HW1: EDA

Summary: In this HW, you'll use some basic Python commands, and a cloud platform for doing EDA on provided datasets.

Description

As a first step, you need to have your data science environment set up. You'll use 'JuPyteR' (which we'll call 'Jupyter' from now on) for doing HW1, using a specialized web-page-like document called a 'notebook'. Jupyter is going to continue to be useful to you ongoing, long after you finish this course! It is even possible to run Jupyter notebooks 'on the cloud', eg. by storing them in your GDrive, etc.

Summary of the workflow, for Jupyter:

* install 'miniconda'

* use miniconda to install Jupyter, and to install additional libraries you'd need

* launch Jupyter (via your web browser)

* using Jupyter, open your HW1 notebook

* modify code in your notebook, run, modify, run... ['save' often]

To install Jupyter, do this:

* install 'miniconda': https://conda.io/miniconda.html

* once miniconda is installed, open up an 'Anaconda prompt' [a black terminal window], and type in:

conda install jupyter

* after that, typing

jupyter notebook

at the prompt should pop up a web browser page, with a 'localhost' URL - congrats, you're ready to do Data Science :)

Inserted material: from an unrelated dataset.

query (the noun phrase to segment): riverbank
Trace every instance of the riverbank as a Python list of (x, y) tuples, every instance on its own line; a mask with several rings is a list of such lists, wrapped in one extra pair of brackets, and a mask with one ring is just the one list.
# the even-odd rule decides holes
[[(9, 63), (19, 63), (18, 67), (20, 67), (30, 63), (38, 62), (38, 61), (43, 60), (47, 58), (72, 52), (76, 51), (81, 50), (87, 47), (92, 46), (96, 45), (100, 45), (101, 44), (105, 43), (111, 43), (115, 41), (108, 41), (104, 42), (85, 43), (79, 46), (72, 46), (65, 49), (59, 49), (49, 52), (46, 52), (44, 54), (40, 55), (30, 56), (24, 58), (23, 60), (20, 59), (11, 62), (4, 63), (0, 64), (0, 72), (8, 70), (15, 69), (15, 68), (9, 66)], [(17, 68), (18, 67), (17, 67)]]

Here are my screenshots for Jupyter installation (on a Win10 laptop):

Next, you need to install three Python 'modules' [libraries] that help with data analysis and plotting - pandas, seaborn, matplotlib [run the following commands in the conda shell (ie. prompt)]:

conda install matplotlib

conda install pandas

conda install seaborn

It'll take a little while for the modules to be fetched from the web (from known repositories), and installed locally on your machine.

Now, onto EDA :)

Here is your first dataset - 51 years (1955-2005, both years inclusive) of Fortune 500 companies' revenues and profits (each year, top 500 companies [ie. 'Fortune 500'] for that year are listed).

This is your second dataset - a popular one used for introductory data science. It's the 'Iris dataset': 50 rows of data (4 columns of flower measurements), for each of three different 'iris' plants.

Create a folder/directory called 'INF250-HW1' on your machine, and download/move the about two datasets into that folder. This will keep things organized.

Q1 (5 points). Compute summary statistics for the 'Revenue' column of the Fortune500 dataset.

To do this, you'd launch Jupyter, then load in this notebook [here's how - BROWSE for the .ipynb notebook, via the Jupyter localhost:8888/tree page that popped up when you ran the 'jupyter notebook' command in the conda shell]. As mentioned in class, a notebook is a 'literate' entity, containing text+images, and runnable code (in Julia, Python, R, and many more languages); for this HW, you'll just use Python, which comes pre-installed with Jupyter. FYI, as you might have noticed when you clicked on the notebook link above, a notebook .ipynb file is in plaintext JSON!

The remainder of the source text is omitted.